Reading scores improved in the first year of Idaho’s $11.25 million “literacy initiative,” but most scores fell short of the goals set by local educators.
More than two-thirds of spring 2017 test scores failed to meet the benchmark goals school leaders set in the fall of 2016, according to an Idaho Education News analysis of test scores and local reading plans.
Schools aren’t penalized for falling short on their benchmarks — nor are they rewarded for meeting them. But the benchmarks provide the state one more yardstick as it embarks on a multiyear effort to provide extra help for at-risk readers.
However, some districts and charters didn’t set benchmarks.
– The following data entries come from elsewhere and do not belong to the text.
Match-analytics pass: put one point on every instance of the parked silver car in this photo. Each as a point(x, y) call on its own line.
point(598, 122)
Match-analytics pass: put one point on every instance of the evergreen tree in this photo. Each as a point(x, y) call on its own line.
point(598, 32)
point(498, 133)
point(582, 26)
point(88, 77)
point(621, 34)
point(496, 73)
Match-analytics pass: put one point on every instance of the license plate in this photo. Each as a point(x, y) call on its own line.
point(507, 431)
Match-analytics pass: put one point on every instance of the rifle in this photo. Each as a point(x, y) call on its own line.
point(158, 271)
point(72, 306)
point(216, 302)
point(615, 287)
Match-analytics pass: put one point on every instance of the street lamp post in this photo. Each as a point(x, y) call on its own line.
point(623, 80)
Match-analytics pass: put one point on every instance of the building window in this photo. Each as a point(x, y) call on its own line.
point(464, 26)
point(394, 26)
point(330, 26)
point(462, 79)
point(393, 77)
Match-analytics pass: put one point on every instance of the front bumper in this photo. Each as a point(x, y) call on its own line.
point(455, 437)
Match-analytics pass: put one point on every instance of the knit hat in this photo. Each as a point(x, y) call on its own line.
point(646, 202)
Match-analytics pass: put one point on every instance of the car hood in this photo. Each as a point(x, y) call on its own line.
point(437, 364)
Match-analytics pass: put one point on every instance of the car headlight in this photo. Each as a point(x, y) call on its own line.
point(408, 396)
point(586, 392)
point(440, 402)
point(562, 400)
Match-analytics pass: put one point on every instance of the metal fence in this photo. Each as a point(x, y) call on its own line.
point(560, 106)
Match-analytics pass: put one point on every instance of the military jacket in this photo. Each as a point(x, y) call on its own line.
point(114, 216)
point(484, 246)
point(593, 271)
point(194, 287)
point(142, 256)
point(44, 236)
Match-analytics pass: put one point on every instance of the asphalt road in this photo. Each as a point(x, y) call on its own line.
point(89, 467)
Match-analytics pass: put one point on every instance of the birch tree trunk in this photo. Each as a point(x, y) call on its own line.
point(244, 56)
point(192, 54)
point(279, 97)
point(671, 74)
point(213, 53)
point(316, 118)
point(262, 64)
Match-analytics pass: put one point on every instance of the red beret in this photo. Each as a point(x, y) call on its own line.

Several districts didn’t turn in reading plans at all — leaving their share of 2017-18 literacy money in limbo.
While some schools set ambitious improvement goals, a handful set goals that were actually lower than their preceding years’ reading scores. And the State Board of Education has no authority to challenge these goals.
THE LITERACY INITIATIVE, SO FAR
The 2016 Legislature addressed one of Idaho’s pervasive education challenges. Each fall, some 35,000 kindergartners through third-graders show up for school unable to read at grade level. Political and education leaders agree on one point; if students aren’t reading at grade level at the end of third grade, they are likely to struggle throughout the rest of their school years.